Mauro Rochlin, professor da Fundação Getulio Vargas (FGV), se mostra cético sobre os cortes. “O Lula falou que vai buscar a meta zero. A mudança da meta [de superávit de 0,5% do PIB para déficit zero, anunciada em abril] e a própria postura dele desautorizam a gente acreditar que a coisa é para valer”, diz.
Os resultados fiscais confirmam a desconfiança. Desde junho de 2023, o Brasil vem registrando déficits primários no acumulado em 12 meses. E eles têm aumentado, passando de um superávit de 0,23% do PIB, naquele mês, para 2,53% do PIB, em maio, segundo o Banco Central. Desde o início do governo Lula, em janeiro de 2023, o endividamento público passou de 71,37% do PIB, para 76,81%, em maio.
Ele avalia que o mercado deu um voto de confiança ao governo Lula quando o Congresso aprovou a PEC da Transição, que permitiu o aumento de R$ 200 bilhões para o Orçamento de 2023. “Agora, não serão medidas cosméticas que vão ancorar as expectativas de inflação.

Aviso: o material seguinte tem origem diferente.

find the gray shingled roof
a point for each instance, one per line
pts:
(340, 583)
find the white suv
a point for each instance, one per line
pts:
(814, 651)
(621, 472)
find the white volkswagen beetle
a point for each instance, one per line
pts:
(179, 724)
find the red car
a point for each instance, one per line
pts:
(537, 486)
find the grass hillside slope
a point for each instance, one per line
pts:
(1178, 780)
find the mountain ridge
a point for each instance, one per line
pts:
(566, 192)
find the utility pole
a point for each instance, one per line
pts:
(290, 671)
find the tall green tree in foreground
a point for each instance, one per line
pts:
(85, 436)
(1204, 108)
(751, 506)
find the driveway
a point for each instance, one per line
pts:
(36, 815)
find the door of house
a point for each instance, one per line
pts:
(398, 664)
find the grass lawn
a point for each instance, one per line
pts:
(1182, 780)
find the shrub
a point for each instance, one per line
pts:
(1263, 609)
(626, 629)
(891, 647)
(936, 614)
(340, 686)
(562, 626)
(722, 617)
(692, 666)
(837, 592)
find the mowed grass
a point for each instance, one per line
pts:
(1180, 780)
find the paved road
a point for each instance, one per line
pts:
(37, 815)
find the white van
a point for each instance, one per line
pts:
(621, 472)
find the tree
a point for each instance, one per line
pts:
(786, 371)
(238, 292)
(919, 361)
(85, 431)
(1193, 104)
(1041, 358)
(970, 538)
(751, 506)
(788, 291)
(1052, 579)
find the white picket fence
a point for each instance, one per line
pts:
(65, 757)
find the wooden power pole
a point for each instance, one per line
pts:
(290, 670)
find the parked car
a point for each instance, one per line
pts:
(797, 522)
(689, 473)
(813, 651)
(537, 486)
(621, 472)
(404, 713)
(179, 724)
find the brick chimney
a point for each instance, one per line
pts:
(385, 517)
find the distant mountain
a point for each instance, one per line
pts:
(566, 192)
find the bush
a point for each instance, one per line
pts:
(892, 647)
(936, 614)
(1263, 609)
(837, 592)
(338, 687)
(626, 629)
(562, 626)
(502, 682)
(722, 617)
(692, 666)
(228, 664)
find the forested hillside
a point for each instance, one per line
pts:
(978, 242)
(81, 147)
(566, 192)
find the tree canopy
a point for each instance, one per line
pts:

É primário [o presidente Lula] pensar que se faz política fiscal desvinculada do mercado.”
O corte sugerido, avalia Rochlin, é circunstancial e não "pode resolver um problema que é claramente estrutural”. “Temos um problema sério no que diz respeito à indexação de despesas federais programadas, como de saúde e educação, e relacionadas à Previdência, com a indexação do salário-mínimo, que agora aumenta acima da inflação”.
O professor da FGV ressalta que o recuo do dólar significa que o mercado acredita que Lula, pelo menos, não vai dobrar a aposta e ignorar totalmente a responsabilidade fiscal. “A reação seria muito ruim, aumentando os juros futuros e a perspectiva de inflação.”
Jefferson Laatus, estrategista-chefe do grupo Laatus avalia que a única medida que salvaria o arcabouço fiscal seria o governo ter anunciado um plano coerente de corte de gastos na casa de R$ 20 a R$ 30 bilhões que é o necessário. “Isso mudaria completamente o jogo do mercado, o dólar desaceleraria, a bolsa voltaria a ganhar fôlego”
Contenções dos gastos do governo devem ser formalizadas no dia 22
O relatório de avaliação do Orçamento deste ano, que será divulgado em 22 de julho, deve formalizar as contenções e ser enviado ao Congresso. Será indicada a necessidade de fazer ou não um bloqueio para o cumprimento do teto de despesas do arcabouço fiscal ou de um contingenciamento para não estourar a regra da meta.
Para Felipe Salto, economista-chefe da Warren Investimentos, com a medida, o risco de o governo não cumprir a meta fiscal de 2024 diminuiu. “Se a determinação é contingenciar o necessário, cresce a chance de um cenário de cumprimento de meta em 2024”, disse em nota.
Outro cenário provável, na avaliação de Salto, é o governo “esticar ao máximo a corda” e mudar a meta na última hora, o que permitiria um contingenciamento menor. Sem mudar a meta, não há como contingenciar menos do que obriga a lei. “Para descumprir a meta e acionar gatilhos, por sua vez, também seria preciso demonstrar que o máximo contingenciamento teria sido feito”, explica.